Несмотря на то что ВСГ и ВЗС изначально отказались от какой бы то ни было политической борьбы ради задач государственной обороны и помощи раненым воинам, сталкиваясь с недоверием со стороны власти и препятствиями в работе, в условиях ухудшающейся социально-политической ситуации в стране, эти общественные организации вынужденно политизировались и начинали критиковать правительство. Эмоциональный дрейф патриотических настроений общественных союзов 1914–1917 годов прошел путь от патриотической эйфории через патриотическую тревогу к патриотической революционности.
Государственная Дума как символ перемен
Созданная первой революцией Государственная дума, в составе которой были оппозиционные партии, включая и революционные, даже для тех, кто не считал ее парламентом, являлась символом гражданского общества, несовместимого с самодержавием. Мыслящий себя «хозяином земли русской» Николай II видел в ней свое поражение, вынужденную уступку революционерам. Двенадцатого июля, накануне начала Великой войны, царь на заседании Совета министров предложил лишить Государственную думу законодательного статуса, сделав ее законосовещательным органом, но министры сумели отговорить императора от этой затеи, предвидя общественное возмущение.
Двадцатого июля, в день объявления войны Германии, Николай II подписал указ о возобновлении занятий Государственной думы. Учитывая, что в царском манифесте были слова «да будут забыты внутренние распри, да укрепится еще теснее единение царя с его народом», общество расценило решение в столь ответственный час созвать Думу как знак примирения, за которым должны последовать шаги, направленные как минимум на усиление роли представительного законодательного органа власти в стране (а в идеале – подтверждение ее парламентского статуса, объявление политической амнистии и проч.). М. Палеолог замечал, что созыв Думы 26 июля 1914 года, «который показался бы вполне естественным и необходимым в какой угодно другой стране, был истолкован здесь как обнаружение „конституционализма“. В либеральных кругах за это благодарны, особенно императору»[287]
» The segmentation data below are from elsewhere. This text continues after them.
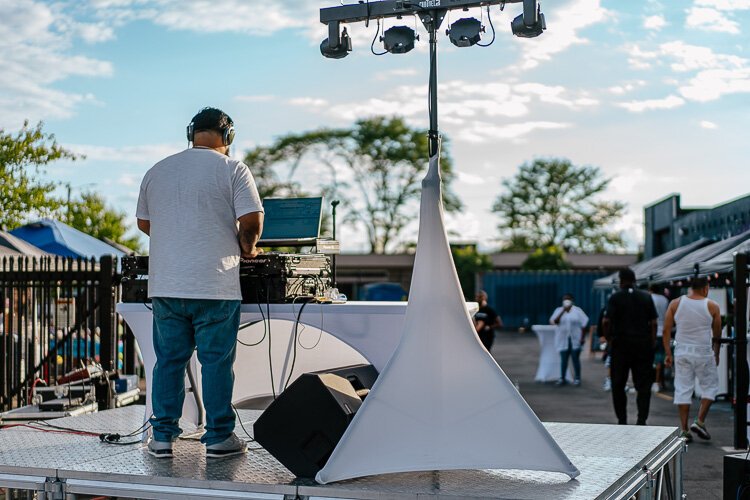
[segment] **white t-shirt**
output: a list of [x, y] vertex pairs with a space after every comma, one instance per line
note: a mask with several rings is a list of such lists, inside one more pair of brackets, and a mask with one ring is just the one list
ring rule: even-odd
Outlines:
[[154, 165], [136, 211], [151, 222], [148, 296], [240, 300], [237, 219], [262, 211], [239, 160], [191, 148]]
[[661, 337], [664, 334], [664, 317], [667, 315], [669, 300], [664, 295], [659, 295], [658, 293], [652, 293], [651, 300], [654, 301], [656, 314], [659, 315], [659, 318], [656, 320], [656, 336]]
[[[563, 308], [558, 307], [552, 316], [549, 317], [550, 323], [554, 324], [555, 318], [562, 312]], [[581, 348], [582, 328], [589, 324], [589, 317], [578, 306], [573, 306], [570, 311], [560, 316], [560, 323], [555, 328], [555, 349], [558, 351], [568, 350], [568, 339], [573, 349]]]

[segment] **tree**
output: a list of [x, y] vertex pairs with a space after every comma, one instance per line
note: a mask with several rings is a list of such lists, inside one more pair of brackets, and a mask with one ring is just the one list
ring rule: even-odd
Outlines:
[[[299, 188], [293, 179], [304, 165], [326, 168], [318, 189], [341, 200], [344, 223], [364, 227], [370, 251], [385, 253], [403, 244], [403, 231], [417, 217], [421, 178], [427, 167], [427, 133], [409, 127], [398, 117], [357, 121], [346, 129], [322, 128], [277, 139], [272, 145], [248, 152], [245, 163], [260, 173], [259, 184], [271, 178], [269, 190]], [[287, 180], [264, 170], [285, 168]], [[441, 157], [443, 203], [448, 211], [461, 207], [450, 191], [453, 179], [448, 142]]]
[[537, 248], [521, 264], [524, 271], [563, 271], [570, 267], [563, 249], [555, 245]]
[[464, 297], [466, 300], [474, 300], [477, 273], [492, 269], [492, 261], [488, 255], [477, 252], [476, 245], [451, 245], [451, 253]]
[[611, 228], [625, 205], [601, 199], [611, 179], [598, 167], [573, 165], [569, 160], [537, 159], [521, 165], [503, 181], [506, 192], [492, 211], [498, 226], [516, 247], [557, 246], [568, 251], [601, 252], [622, 248], [622, 235]]
[[143, 251], [137, 236], [126, 236], [128, 227], [125, 224], [125, 219], [127, 215], [108, 207], [102, 195], [84, 192], [80, 199], [70, 202], [68, 210], [68, 224], [79, 231], [100, 240], [109, 239], [132, 248], [138, 253]]
[[42, 131], [42, 123], [23, 127], [15, 134], [0, 129], [0, 227], [14, 229], [30, 215], [49, 216], [61, 201], [53, 196], [58, 183], [44, 180], [44, 166], [78, 157], [62, 148], [55, 136]]

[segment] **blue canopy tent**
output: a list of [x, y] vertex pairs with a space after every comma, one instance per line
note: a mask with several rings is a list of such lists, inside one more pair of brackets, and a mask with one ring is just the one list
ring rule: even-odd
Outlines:
[[37, 248], [61, 257], [97, 259], [102, 255], [123, 257], [125, 252], [62, 222], [42, 219], [10, 232]]

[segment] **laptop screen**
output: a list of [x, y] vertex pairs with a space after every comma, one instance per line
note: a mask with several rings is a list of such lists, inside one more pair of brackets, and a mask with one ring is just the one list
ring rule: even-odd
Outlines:
[[259, 244], [266, 241], [312, 241], [320, 235], [323, 198], [266, 198]]

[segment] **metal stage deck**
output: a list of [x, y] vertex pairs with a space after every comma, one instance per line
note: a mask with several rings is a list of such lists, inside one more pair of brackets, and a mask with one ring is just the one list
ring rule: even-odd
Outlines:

. Накануне открытия сессии появился слух, что «Москва намерена просить настоящей конституции, и тогда она обещает положить все средства и силы для выигрыша начатой войны»[288].День 26 июля действительно давал общественности надежды на то, что на фоне грозных событий, желая укрепить свой союз с обществом и разрешить назревшие противоречия, власть пойдет на определенные уступки. Символическим жестом стало рукопожатие недавних ярых противников – лидера правых В. М. Пуришкевича и лидера либералов П. Н. Милюкова. Черносотенная «Земщина» посвятила этому жесту заметку под заголовком «Между членами Гос. Думы забыта рознь», добавив, что Милюков также пожал руку и черносотенцу-радикалу Н. Е. Маркову 2-му. Возникала надежда, что начавшаяся Вторая Отечественная война закончит «войну патриотизмов» и приведет к патриотической консолидации общества и власти.
При этом сам император в Думу не поехал, но утром пригласил во дворец председателей Государственного совета и Государственной думы. Характерно, что, приветствуя их, Николай II говорил не о единении власти и общества, а о национальном единении славянства – очевидно, панславистские имперские планы царя были для него важнее внутреннего сплочения. В Государственной думе перед депутатами выступали члены правительства. Премьер-министр И. Л. Горемыкин давал повод предположить, что заседания в Таврическом дворце будут проходить чаще и степень участия Думы в государственных делах возрастет:
Депутаты, очевидно, были польщены речами министров правительства. О полном доверии к Думе говорил министр иностранных дел Сазонов.
Соответственно, и народные избранники в порыве патриотических чувств выражали доверие правительству.